Convictional’s Chargeback Pivots

Explore Convictional’s journey as it pivoted into wholesale compliance and secured commitments from three companies as paying customers.

Chargeback management highlight

Background

Recognizing the growth limitations of the dropship platform, Convictional planned to expand into the wholesale domain, where supplier compliance is a significant issue. Non-compliance can result in fines consuming up to 1-5% of suppliers’ margins. With only two months to develop the initial MVP and launch the initial outreach, time was a critical factor.

My Role

Sole Designer

Lead UX research workshop

Product Discovery

Usability research

Define User Flows

Hi-Fi Design

The Problems

Convictional lacked essential knowledge and insights into wholesale compliance. As a company we needed to:

  • Identifying Opportunities: How might we identify new opportunities within wholesale compliance, validate ideas, and challenge our existing assumptions to create more effective solutions?
  • Understanding Challenges: How might we gain a deeper understanding of compliance challenges faced by suppliers and align our strategies to effectively address these issues?

For wholesale compliance

  • Minimizing Financial Impact: How might we help suppliers minimize the financial impact of non-compliance fines in the wholesale domain, ensuring they retain more of their margins?

Process & Solution

Stage 1 - Discovery

Objective: Identify relevant customers, understand their needs, and build empathy.

To address these challenges, we started with a discovery phase:

  • Empathy Workshop: I led a company-wide workshop to review call clips, define personas, build empathy maps, discover needs, and map necessary actions. This helped us identify that “Sellers” (suppliers, vendors, wholesalers) were most motivated to solve compliance issues due to the significant impact on their margins.
  • Follow-up Questions: I worked with PM to provide targeted questions for business development calls to better understand the seller’s process, focusing on their current compliance workflows, challenges, and pain points.
Results of empathy workshop
Some examples of the empathy workshop's output
Fulfillment Flow
Fulfillment process
Dispute Management Flow
Chargeback dispute management process

Stage 2 -
Balancing Innovation with User Needs


From our discovery phase, we identified chargeback management as a critical pain point. Chargebacks resulted in financial penalties and involved complex, time-consuming dispute resolution processes.

Chargeback management pain points
Some of the common pain points & opportunities mentioned during business development call

Initial Chaos

During the initial exploration of compliance solutions, leadership was excited about the automation potential of LLM. However, the process became chaotic due to continuous changes in direction driven more by technical limitations than user-focused problem-solving.
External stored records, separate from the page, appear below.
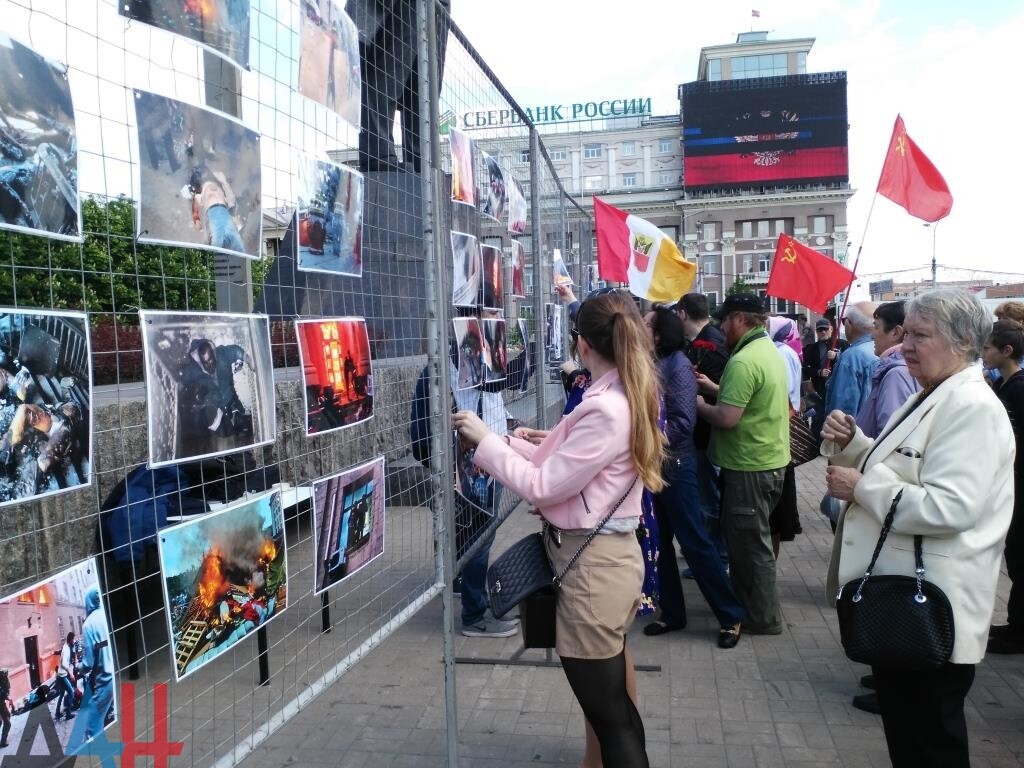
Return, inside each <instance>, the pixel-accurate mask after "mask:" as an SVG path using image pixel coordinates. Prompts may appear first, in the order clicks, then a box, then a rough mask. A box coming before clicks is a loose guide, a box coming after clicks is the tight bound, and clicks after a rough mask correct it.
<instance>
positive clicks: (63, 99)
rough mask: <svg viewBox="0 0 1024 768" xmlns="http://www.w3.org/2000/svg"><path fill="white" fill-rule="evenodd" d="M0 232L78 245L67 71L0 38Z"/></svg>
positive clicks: (75, 199)
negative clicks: (29, 236) (7, 230)
mask: <svg viewBox="0 0 1024 768" xmlns="http://www.w3.org/2000/svg"><path fill="white" fill-rule="evenodd" d="M0 80H2V82H3V87H2V88H0V228H4V229H14V230H16V231H23V232H29V233H32V234H42V236H45V237H48V238H55V239H57V240H69V241H74V242H81V240H82V204H81V200H80V199H79V194H78V137H77V134H76V125H75V108H74V104H73V103H72V98H71V88H70V86H69V84H68V73H67V68H66V67H65V66H63V65H61V63H59V62H57V61H51V60H49V59H47V58H44V57H43V56H41V55H39V54H38V53H36V52H35V51H34V50H32V48H29V47H27V46H25V45H23V44H22V43H19V42H17V41H16V40H13V39H11V38H9V37H7V35H5V34H3V33H2V32H0Z"/></svg>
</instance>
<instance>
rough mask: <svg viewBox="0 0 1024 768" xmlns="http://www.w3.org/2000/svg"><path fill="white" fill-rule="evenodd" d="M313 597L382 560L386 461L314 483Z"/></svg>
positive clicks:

Compliance generator flowCompliance Task List flowAutomate Dispute Flow
Exploration of many features that incorporate LLM

My Approach

I decided to take a step back and refocus on customer pain points and develop MVP mockups for chargeback management, a frequently mentioned issue in customer calls. This approach also targeted the Finance team, providing faster user feedback due to their strong motivation to address this issue.

Then I collaborated with the PM to conduct user calls with potential prospects to validate our assumptions. We iterated on the mockups based on their feedback.

Chargeback management wireframe
Early chargeback management wireframe for validating assumptions

Outcome

Mockups received positive feedback, providing a clear product direction and moving the project forward despite initial chaos.

Established more structure and frequent feedback loops by scheduling weekly calls with design partners to better align with their needs.

Stage 3 - Rapid Development


As chargeback management grew rapidly with new features, UX debts accumulated. Although it was an early-stage MVP, I believed good UX was crucial for the product’s first impression and usability. As we moved to phase two of outreach, I advocated for additional UX improvements:

  • Restructured the Chargeback table to better highlight chargeback status.
  • Revised chargeback details to provide a better hierarchy for important information and actionable insights


The final design addressed key needs:

  • Easily track chargebacks and create tickets efficiently.
  • Automatically pull violation descriptions and use LLM to suggest next steps.
  • Streamline the chargeback process by centralizing data, communication, and evidence.
  • Provide high-level chargeback insights at a glance.
Chargeback management final design
Final design of the chargeback management

Outcome

By the end of the project, we successfully collaborated with two design partners for product feedback and feature enhancements, securing commitments from three companies preparing to sign contracts as paid customers.

However, by early 2024, the e-team strategically decided to pivot to a new focus area outside of retail, reallocating resources and terminating the chargeback project.

Takeaways

Timing is everything

During our rapid development in Q4, Black Friday slowed our feedback loop as compliance issues were not prioritized. Fortunately, feedback resumed once the sales season slowed down.


A picture speaks a thousand words

While understanding a prototype can improve communication of ideas, immediate customer buy-in with a simple mockup starts generating valuable feedback right away.


Balancing technology with user needs

Looking back, I recognize the importance of balancing technological possibilities with user-focused solutions. Ensuring that the excitement around new technologies doesn’t overshadow user needs is crucial.